My thoughts on the comparison between my stereo cartridge (Ortofon A90) and the Shelter 501 II are below, but there are a number of variables including arm tube material, output and price point that make a strict comparison not valid, but the intent was to compare and contrast a stereo vs. a mono cartridge playing mono records, i.e. is there anything to all the fuss about mono records with mono cartridges?
Mono Music used as a reference:
John Coltrane Blue Train Blue Note Mono 33 rpm re-issue by Music Matters MMBLP-1577
Howard Rumsey’s Lighthouse All-Stars Vol. 6 – 1955 mono recording. The album was recorded at the Lighthouse jazz club on the pier in Redondo Beach, California.
Bob Brookmeyer And Friends, Stan Getz, Herbie Hancock, Ron Carter, Gary Burton and Elvin Jones. Columbia Records CL 2237 recorded in 1964.
Ortofon observations: Circle of sound mostly within and between the speakers. On the Coltrane album the sax was clear and central, nice cymbals and bass. The drums and piano appeared to be recessed, but fairly well defined. The Rumsey album had a more open sound with the music extending slightly beyond the speakers with the drums and piano being better defined. The bass is somewhat muddy, but the instruments seem to be interspersed on top of each other.
Shelter observations: With both the Coltrane and Rumsey albums I heard very good tonal make-up of the mid-range, nice highs, and good attack with the drums and piano. The bass has good weight and presence to it, but not quite as well defined as the Ortofon. The Brookmeyer album sounded great with both cartridges, but shined with the Shelter cartridge. You can hear the saxophonist’s (Stan Getz) breathing and the pad strike as the sax is being played – awesome! Additionally, it appeared that the Shelter was able to put a little more space between the instruments. Overall the there is an organic, natural tone to the Shelter cartridge that is engaging and draws you into the music.

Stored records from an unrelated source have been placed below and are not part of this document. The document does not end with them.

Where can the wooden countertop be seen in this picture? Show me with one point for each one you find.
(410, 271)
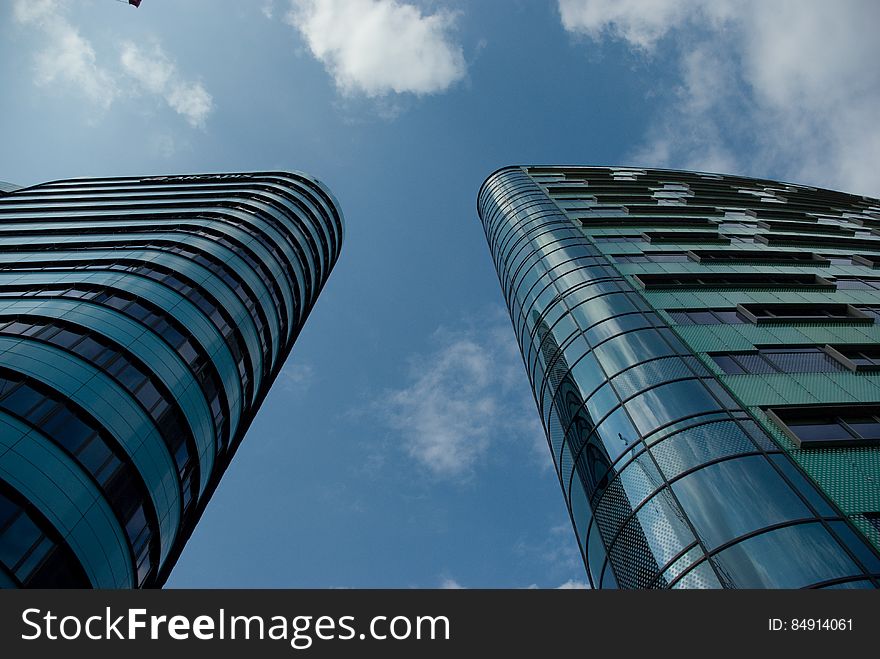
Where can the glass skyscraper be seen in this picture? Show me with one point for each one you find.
(704, 352)
(142, 322)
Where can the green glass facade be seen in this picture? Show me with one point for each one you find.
(142, 321)
(705, 357)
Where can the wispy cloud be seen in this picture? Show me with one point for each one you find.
(156, 73)
(450, 584)
(464, 396)
(380, 47)
(296, 377)
(573, 584)
(66, 58)
(779, 88)
(69, 61)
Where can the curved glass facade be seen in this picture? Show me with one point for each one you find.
(672, 479)
(142, 321)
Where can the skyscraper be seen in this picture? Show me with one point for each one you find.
(142, 322)
(705, 357)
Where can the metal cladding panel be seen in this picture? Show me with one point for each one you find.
(142, 322)
(672, 480)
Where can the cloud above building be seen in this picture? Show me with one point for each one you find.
(461, 399)
(155, 73)
(380, 47)
(772, 88)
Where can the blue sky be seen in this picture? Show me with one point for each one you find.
(400, 445)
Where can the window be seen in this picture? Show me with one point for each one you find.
(731, 280)
(857, 284)
(804, 227)
(756, 256)
(829, 426)
(856, 357)
(651, 257)
(818, 241)
(870, 260)
(837, 259)
(685, 237)
(706, 317)
(811, 359)
(617, 239)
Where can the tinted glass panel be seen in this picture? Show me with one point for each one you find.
(735, 497)
(790, 557)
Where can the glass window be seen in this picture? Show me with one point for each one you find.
(789, 557)
(22, 400)
(17, 540)
(820, 426)
(728, 364)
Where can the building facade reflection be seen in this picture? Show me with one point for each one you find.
(670, 478)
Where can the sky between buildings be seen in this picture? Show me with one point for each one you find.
(400, 446)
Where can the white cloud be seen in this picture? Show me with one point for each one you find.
(66, 59)
(296, 377)
(378, 47)
(451, 584)
(154, 72)
(466, 395)
(789, 86)
(573, 584)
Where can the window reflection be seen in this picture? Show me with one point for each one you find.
(734, 497)
(790, 557)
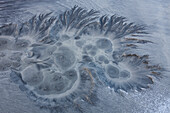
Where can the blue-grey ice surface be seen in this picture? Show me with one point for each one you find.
(153, 14)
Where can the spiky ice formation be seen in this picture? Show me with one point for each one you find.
(61, 59)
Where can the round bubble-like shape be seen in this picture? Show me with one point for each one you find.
(64, 58)
(112, 71)
(32, 76)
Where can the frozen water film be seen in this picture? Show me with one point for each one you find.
(79, 60)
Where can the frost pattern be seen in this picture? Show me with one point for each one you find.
(60, 61)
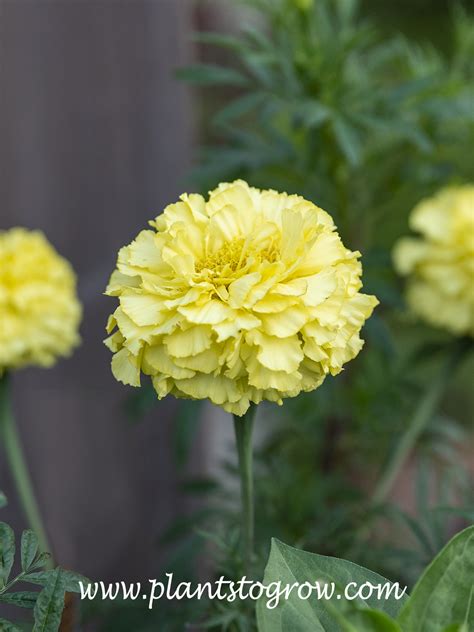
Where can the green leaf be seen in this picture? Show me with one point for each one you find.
(29, 549)
(50, 603)
(208, 74)
(371, 621)
(22, 599)
(8, 626)
(71, 580)
(7, 552)
(348, 140)
(289, 565)
(444, 593)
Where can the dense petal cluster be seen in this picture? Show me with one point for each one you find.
(245, 297)
(39, 310)
(440, 263)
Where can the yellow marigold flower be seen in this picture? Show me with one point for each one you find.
(39, 310)
(440, 263)
(245, 297)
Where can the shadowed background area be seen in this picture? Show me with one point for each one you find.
(95, 137)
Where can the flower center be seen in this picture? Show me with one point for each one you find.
(236, 256)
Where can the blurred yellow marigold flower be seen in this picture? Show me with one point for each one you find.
(39, 310)
(440, 263)
(248, 296)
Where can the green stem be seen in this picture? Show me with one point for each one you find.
(424, 412)
(18, 467)
(243, 435)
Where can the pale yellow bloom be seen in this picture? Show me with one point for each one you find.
(39, 310)
(440, 263)
(245, 297)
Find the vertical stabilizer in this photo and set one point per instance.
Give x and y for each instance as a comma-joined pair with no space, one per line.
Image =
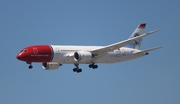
137,32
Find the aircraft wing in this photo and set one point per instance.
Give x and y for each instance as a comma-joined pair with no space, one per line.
102,51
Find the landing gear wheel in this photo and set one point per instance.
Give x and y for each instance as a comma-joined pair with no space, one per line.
90,66
30,66
93,66
79,70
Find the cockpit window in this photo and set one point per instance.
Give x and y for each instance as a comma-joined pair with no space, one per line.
24,50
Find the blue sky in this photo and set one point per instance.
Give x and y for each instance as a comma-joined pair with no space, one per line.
154,79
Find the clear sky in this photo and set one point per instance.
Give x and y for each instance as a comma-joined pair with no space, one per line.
153,79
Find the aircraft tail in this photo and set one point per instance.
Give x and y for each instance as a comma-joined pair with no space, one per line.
137,32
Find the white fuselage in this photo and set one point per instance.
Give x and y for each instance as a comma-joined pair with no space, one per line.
64,54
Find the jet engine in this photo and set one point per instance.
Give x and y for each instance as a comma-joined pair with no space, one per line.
50,65
82,56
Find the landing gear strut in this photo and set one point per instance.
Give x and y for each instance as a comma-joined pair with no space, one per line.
77,69
93,66
30,65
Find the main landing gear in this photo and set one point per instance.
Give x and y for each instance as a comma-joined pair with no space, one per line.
30,65
77,69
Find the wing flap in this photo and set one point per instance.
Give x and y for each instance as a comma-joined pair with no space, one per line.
148,50
102,51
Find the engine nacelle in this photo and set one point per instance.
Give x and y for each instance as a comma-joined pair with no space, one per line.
50,65
82,56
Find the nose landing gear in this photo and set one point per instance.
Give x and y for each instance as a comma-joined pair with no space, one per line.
77,69
30,65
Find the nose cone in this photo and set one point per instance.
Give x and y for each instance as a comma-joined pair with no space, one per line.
19,57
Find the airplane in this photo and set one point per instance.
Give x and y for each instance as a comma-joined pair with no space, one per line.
53,56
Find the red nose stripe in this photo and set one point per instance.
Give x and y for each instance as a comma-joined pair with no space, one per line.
38,53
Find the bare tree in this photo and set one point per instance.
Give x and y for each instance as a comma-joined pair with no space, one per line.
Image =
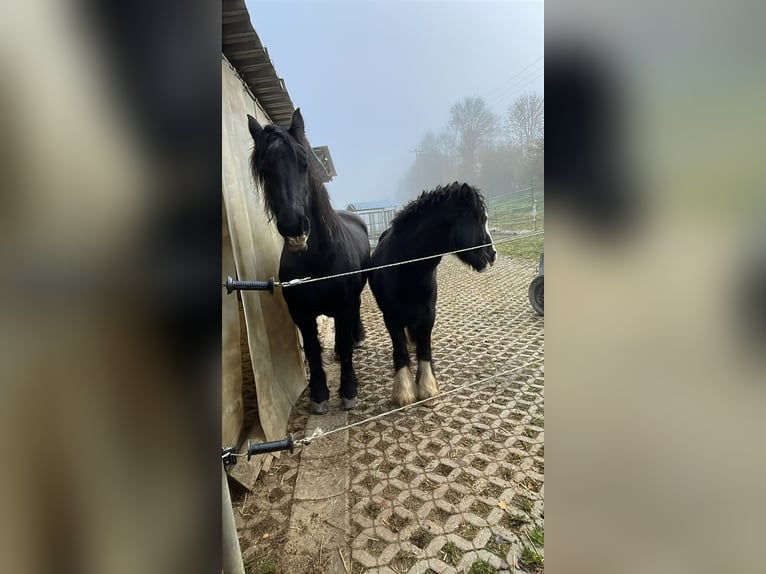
473,126
525,121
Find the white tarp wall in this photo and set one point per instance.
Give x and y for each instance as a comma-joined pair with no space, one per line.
251,250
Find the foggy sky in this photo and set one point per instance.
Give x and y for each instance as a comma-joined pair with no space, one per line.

While I still have some work to do to get the best out of the Shelter through the Aesthetix phono stage, I’m enjoying this new facet of my system and the music produced from the mono recordings. So much so that I just ordered John Coltrane The Atlantic Years in Mono box set and I think Santa may be bringing me a Beatles mono box set.
Cartridges being compared:
Ortofon A-90 specs:
Output voltage: 0.270 mV
Channel separation: >22dB
Frequency range: 10Hz to 80kHz
Stylus type: 5/100 special polished nude Ortofon replicant
Tracking force range: 2.3g (2.0 to 2.5g)
Recommended load impedance: >10 ohms
Stylus profile: 0.65 Mil Conical
Weight: 8.1 grams
Recommended Tracking: 1.4-1.8 grams
Recommended Loading: 47k
Frequency Response: 20Hz-20kHz, +/-2dB
Separation: 25dB at 1kHz
VPI Prime turntable, Aesthetix Rhea phono stage, PS Audio BHK Signature Preamp, Conrad Johnson MV60se power amp and Wilson Duette speakers. Interconnects, speaker cables and power cords are primarily synergistic research. Power conditioning with Synergistic Research Power Cell 10 III and a PS Audio Power Plant Premier.